Para o cientista jurídico alemão e doutor em Direito Público Heinrich Siedentopf, a participação dos cidadãos nas esferas administrativas tem múltiplos objetivos: racionalização das decisões através de uma informação melhor e disponível, previsibilidade do cidadão quanto ao conteúdo das decisões administrativas, vontade reforçada da ação administrativa por meio da publicidade e transparência, maior legitimação da decisão administrativa tomada, integração do cidadão e grupos de cidadãos à decisão administrativa tomada pelo bem comum, desenvolvimento da autodeterminação e da emancipação do cidadão na sua comunidade. A participação tem fundamento em três tipos de direitos: políticos, sociais (segurança, economia, educação, saúde e serviços públicos em geral) e direitos de controle da administração pública advindos da situação de cidadão-contribuinte.


O Consórcio de Prefeitos do Grande ABC resistiu recentemente a abrir as portas das reuniões à participação comunitária, postura que levou lideranças sociais e formadores de opinião a reagir contrariamente à limitação da atuação efetiva da sociedade nas discussões e deliberações da entidade. Mas, sintonizados nas tendências irreversíveis do novo século que garantem espaços de participação cidadã em todas as formas de agrupamentos que atuam com temas de interesse coletivo, o Consórcio passou a aceitar que entidades representativas contribuam com seu trabalho. Até compreendo que prefeitos devam conversar de forma discreta assuntos mais complexos e polêmicos das pautas da entidade. Isso pode ser feito em breve reunião antecessora à abertura da reunião principal, para lapidação das discussões. Porém, a participação popular nas reuniões é imprescindível para solidificação da democracia.

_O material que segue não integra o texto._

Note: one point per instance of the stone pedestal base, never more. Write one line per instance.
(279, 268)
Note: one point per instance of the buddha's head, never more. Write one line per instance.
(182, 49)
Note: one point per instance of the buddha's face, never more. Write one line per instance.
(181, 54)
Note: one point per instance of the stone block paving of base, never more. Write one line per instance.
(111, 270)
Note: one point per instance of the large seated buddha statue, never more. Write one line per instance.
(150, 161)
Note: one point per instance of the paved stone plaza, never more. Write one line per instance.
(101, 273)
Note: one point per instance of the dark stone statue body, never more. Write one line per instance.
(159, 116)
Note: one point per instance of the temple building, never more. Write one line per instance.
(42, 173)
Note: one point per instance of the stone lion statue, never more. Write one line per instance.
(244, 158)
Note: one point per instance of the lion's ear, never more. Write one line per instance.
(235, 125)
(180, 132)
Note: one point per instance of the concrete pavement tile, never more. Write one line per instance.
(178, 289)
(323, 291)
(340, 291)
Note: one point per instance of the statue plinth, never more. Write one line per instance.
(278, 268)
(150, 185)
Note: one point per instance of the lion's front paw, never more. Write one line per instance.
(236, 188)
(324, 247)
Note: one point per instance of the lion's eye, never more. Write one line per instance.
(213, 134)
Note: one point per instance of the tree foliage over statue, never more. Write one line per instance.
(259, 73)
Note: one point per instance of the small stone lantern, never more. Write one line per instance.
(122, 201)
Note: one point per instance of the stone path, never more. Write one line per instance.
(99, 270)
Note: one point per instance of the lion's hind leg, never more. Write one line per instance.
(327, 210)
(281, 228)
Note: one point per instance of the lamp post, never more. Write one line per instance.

A grande reflexão que devemos fazer diante das perspectivas que o novo século impõe ao Grande ABC é como podemos aperfeiçoar os atuais mecanismos de participação social, sejam nas prefeituras, nas entidades representativas ou nos agrupamentos sociais, para inserirem-se definitivamente como organismos protagonistas do desenvolvimento regional. Existem centenas de novos atores sociais prontos para participar dos destinos das sete cidades neste século XXI, todos aguardando aberturas para contribuir com idéias e ações.


Quando as prefeituras definirem os espaços de participação direta dos munícipes nas discussões e planejamentos de programas e projetos governamentais, quando entidades defensoras da regionalidade passarem a abrir as portas sem medo de ser fiscalizadas ou criticadas, a democracia participativa deixará de ser mero contraponto à democracia representativa, novos paradigmas e desafios hão de surgir e estaremos muito próximos de um Grande ABC mais pujante, unido e preparado para superar adversidades.


A participação popular e de entidades representativas nos destinos das sete cidades será o marco revolucionário do desenvolvimento regional neste século XXI.